Modes under transformation Let $f_{X}(x)$ be the  probability density function of the continuous random variable $X$. Suppose that the function $g:\mathbb{R}\rightarrow\mathbb{R}$ is differentiable and monotonic and define a new random variable $Y$, s.t. $X = g(Y)$. The corresponding probability density function for $Y$ is then given by
\begin{align}
f_{Y}(y) = f_{X}(g(y))\left|g^{\prime}(y)\right|.
\end{align}
Let $\hat{y}$ be a mode of $f_{Y}(y)$. Show that $g(\hat{y})$ is not necessarily a mode of $f_{X}(x)$, but is a mode of $f_{X}(x)$ if $g$ is linear. 
Additional assumptions may be added as needed, e.g. differentiability, unimodality, concavity etc, to simplify the proof.
This comes from Bishop, Pattern Recognition And Machine Learning, 2006:

There is also an assosiated exercise that goes with this paragraph:

What I want to do is to make the statement more formal/rigorous. 
 A: In the case of a linear transformation
$$
g(y) = ay + b,
$$
you see that $|g'(x)| = |a|,$ hence:
$$
f_X(x) = f_Y(a^{-1}(x-b))|a|^{-1}
$$
This is just a shift and a rescaling of the function, hence it does not change the points that attain the maxima, it just shifts them around and changes the value of the maximum.

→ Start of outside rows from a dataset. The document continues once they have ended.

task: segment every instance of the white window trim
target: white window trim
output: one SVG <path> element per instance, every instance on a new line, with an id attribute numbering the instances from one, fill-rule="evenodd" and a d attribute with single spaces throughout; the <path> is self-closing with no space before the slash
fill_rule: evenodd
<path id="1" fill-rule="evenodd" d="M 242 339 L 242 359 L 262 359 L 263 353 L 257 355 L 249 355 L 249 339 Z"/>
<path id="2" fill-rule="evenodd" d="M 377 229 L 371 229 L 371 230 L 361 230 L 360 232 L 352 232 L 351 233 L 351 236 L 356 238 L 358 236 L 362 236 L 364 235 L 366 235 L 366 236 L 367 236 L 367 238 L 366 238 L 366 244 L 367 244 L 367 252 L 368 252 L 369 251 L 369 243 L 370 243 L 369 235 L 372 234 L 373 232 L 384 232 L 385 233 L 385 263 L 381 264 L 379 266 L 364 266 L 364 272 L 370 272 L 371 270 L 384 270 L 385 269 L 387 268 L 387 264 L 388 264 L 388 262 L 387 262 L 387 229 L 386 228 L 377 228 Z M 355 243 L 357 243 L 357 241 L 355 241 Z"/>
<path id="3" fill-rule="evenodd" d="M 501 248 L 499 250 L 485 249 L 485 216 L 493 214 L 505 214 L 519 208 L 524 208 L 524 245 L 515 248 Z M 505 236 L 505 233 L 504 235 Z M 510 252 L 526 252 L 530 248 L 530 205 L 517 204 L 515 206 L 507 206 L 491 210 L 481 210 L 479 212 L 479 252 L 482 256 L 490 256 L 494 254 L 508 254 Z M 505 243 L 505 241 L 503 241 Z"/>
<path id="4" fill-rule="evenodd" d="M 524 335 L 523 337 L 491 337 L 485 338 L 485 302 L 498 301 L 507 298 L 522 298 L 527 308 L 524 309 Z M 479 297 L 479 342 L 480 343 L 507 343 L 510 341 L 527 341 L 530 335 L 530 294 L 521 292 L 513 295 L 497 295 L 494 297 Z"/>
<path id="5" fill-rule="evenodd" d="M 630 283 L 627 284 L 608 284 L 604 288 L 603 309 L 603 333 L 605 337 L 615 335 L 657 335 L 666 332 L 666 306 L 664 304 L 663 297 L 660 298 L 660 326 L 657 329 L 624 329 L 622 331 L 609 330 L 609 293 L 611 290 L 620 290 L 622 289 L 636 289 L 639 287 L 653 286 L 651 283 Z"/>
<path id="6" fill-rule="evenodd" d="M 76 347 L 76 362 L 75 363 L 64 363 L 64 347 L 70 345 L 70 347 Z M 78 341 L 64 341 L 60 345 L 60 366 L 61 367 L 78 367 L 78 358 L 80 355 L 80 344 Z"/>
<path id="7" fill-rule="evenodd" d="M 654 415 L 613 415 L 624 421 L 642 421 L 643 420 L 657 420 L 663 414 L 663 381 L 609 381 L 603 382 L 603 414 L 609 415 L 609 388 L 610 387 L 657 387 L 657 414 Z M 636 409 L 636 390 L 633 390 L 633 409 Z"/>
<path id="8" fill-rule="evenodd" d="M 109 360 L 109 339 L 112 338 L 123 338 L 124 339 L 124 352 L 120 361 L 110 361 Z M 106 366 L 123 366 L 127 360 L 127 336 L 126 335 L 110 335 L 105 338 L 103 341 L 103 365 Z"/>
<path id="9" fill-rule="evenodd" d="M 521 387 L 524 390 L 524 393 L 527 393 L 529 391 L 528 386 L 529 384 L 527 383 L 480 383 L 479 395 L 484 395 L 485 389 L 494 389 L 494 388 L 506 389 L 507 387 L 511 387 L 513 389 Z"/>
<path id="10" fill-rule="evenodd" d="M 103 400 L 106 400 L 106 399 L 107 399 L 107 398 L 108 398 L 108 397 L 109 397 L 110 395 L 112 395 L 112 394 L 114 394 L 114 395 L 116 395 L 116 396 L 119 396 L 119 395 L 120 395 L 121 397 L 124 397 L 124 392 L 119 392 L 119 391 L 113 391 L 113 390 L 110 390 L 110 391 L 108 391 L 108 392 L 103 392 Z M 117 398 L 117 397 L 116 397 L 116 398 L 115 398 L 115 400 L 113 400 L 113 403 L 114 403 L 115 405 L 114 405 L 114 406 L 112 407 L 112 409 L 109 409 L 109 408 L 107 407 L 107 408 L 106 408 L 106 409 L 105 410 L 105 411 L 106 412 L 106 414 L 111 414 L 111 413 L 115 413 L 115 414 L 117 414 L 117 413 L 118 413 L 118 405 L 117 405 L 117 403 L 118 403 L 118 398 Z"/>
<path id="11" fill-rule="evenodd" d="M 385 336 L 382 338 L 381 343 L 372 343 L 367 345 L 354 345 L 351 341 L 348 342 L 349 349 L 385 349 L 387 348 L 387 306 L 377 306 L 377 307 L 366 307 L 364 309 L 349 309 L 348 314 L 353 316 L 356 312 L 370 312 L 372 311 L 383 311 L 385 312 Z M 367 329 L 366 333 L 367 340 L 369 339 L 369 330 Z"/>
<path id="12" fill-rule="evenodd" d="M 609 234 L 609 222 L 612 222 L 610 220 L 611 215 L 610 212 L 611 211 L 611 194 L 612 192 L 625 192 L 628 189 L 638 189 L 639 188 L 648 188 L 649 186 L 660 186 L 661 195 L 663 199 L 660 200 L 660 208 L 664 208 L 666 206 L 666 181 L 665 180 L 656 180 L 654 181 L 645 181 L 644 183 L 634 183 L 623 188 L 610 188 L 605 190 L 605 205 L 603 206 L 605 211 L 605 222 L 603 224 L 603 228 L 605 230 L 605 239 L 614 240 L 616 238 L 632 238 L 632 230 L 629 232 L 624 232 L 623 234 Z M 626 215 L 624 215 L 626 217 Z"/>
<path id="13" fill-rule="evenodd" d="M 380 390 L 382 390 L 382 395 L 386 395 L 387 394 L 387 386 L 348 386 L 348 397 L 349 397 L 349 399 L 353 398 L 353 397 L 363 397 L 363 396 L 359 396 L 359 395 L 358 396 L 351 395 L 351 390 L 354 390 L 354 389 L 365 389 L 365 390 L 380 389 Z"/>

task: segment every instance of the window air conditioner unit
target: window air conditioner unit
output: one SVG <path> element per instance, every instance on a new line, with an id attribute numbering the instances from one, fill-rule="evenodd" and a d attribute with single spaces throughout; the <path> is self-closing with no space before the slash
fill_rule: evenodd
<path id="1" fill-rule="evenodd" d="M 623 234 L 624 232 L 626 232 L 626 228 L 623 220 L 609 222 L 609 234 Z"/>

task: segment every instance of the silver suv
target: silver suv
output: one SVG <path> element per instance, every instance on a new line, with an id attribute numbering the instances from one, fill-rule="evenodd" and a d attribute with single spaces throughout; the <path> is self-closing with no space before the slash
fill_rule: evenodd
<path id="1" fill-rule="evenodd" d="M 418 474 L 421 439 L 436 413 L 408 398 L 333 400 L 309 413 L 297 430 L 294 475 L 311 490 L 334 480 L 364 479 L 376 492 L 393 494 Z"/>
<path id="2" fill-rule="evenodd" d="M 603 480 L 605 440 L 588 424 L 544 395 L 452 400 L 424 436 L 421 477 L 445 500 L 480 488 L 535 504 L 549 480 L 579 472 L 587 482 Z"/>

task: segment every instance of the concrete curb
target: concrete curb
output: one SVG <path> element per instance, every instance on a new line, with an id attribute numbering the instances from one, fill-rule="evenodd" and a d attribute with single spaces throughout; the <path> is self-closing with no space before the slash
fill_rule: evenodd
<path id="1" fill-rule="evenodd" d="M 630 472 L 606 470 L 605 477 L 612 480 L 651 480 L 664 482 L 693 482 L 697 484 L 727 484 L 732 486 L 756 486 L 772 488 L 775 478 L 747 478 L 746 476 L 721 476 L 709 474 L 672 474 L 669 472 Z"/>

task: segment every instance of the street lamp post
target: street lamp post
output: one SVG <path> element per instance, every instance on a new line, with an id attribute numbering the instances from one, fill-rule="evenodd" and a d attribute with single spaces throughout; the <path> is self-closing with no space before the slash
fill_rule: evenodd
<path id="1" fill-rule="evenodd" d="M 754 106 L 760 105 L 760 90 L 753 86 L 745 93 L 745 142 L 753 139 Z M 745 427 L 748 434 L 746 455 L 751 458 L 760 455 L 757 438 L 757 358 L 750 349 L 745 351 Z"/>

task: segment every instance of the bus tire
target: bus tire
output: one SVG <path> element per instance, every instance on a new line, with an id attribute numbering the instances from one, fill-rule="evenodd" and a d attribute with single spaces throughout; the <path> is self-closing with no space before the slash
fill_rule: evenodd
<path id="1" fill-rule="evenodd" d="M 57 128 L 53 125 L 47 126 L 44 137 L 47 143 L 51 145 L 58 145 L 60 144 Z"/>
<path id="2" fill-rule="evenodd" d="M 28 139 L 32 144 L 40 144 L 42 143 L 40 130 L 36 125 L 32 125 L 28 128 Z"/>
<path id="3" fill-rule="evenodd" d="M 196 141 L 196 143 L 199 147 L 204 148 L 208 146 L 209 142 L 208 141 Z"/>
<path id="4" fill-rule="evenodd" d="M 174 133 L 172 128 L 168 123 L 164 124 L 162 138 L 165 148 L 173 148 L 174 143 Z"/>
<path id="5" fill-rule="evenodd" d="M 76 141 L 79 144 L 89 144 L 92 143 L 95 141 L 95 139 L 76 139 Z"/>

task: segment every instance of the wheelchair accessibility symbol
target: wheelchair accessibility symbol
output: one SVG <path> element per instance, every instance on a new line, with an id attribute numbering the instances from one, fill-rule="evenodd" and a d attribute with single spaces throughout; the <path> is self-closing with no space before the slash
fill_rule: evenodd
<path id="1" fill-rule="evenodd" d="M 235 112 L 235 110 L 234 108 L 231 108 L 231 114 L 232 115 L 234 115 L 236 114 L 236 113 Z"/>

In my opinion the simplest way to see this is to convince yourself through a picture. In any case you can see this analytically: suppose $\hat{y}$ is the mode for $f_Y.$ Then
$$
f_Y(y) \le f_Y(\hat{y}), \ \forall y \in \mathbb{R}.
$$
Thus
$$
|a|^{-1}f_Y(y) \le |a|^{-1}f_Y(\hat{y}) , \ \forall y \in \mathbb{R}.
$$
and thus, since 
$$
y = a^{-1}(g(y)-b)
$$
we find that by calling $x = g(y),\  \hat{x} = g(\hat{y})$:
$$
f_X(x) = |a|^{-1}f_Y(a^{-1}(x-b)) \le |a|^{-1}f_Y(a^{-1}(\hat{x}-b)) = f_X(\hat{x}), \ \forall x \in \mathbb{R}.
$$
Proving that $\hat{x}$ is a mode for $f_X.$
For a counterexample just consider a normally distributed r.v. $Y \sim N(0,1).$ Take $g(y) = e^y.$ Then $X= g(Y)$ has lognormal distribution. The mode of the lognormal with paramteres $(0,1)$ is $$\hat{x} = e^{-1} \neq 1 = g(0) = g(\hat{y}).$$